Titus Flamininus

Plutarch

Plutarch. Plutarch's Lives, Vol. X. Perrin, Bernadotte, translator. Cambridge, MA: Harvard University Press; London: William Heinemann Ltd., 1921.

The two men of his time who were most notable and had the greatest influence in the city, Scipio Africanus and Marcus Cato, were at variance with one another. Of these, Titus appointed Scipio to be Dean of the Senate,[*](Cf. the Tiberius Gracchus, iv. 1; Cato the Elder, xvii. 1.) believing him to be its best and foremost man; but with Cato he came into hostile relations, owing to the following unfortunate circumstances. Titus had a brother, Lucius, who was unlike him in all other ways, and especially in his shameful addiction to pleasure and his utter contempt of decency.

This brother had as companion a young boy whom he loved, and took him about and kept him always in his train, whether he was commanding an army or administering a province. At some drinking party, then, this boy was playing the coquet with Lucius, and said he loved him so ardently that he had come away from a show of gladiators in order to be with him, although he had never in all his life seen a man killed; and he had done so, he said, because he cared more for his lover’s pleasure than for his own. Lucius was delighted at this, and said: Don’t worry about that! I will give thee thy heart’s desire.

Then ordering a man who had been condemned to death to be brought forth from his prison, and sending for a lictor, he commanded him to strike off the man’s head there in the banquet-hall. Valerius Antias, however, says it was not a lover, but a mistress whom Lucius thus sought to gratify.[*](Cf. Livy, xxxix. 43.) And Livy says that in a speech of Cato himself it is written that a Gaulish deserter had come to the door with his wife and children, and that Lucius admitted him into the banquet-hall and slew him with his own hand to gratify his lover.
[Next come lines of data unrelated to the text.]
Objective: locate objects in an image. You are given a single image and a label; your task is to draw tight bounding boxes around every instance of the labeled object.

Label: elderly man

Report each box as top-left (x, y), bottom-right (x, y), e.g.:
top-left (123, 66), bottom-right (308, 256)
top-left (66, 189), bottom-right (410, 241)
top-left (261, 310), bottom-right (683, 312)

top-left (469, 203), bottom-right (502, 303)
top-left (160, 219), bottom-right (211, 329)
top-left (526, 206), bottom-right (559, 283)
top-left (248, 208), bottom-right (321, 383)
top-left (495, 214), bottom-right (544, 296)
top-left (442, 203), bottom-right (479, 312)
This feature, however, was probably introduced by Cato to strengthen the force of his denunciation; for that it was not a deserter, but a prisoner, who was put to death, and one who had been condemned to die, is the testimony of many others, and especially of Cicero the orator in his treatise On Old Age, where he puts the story in the mouth of Cato himself.[*](Cf. Cato the Elder, xvii. 14; Livy, xxxix. 42.)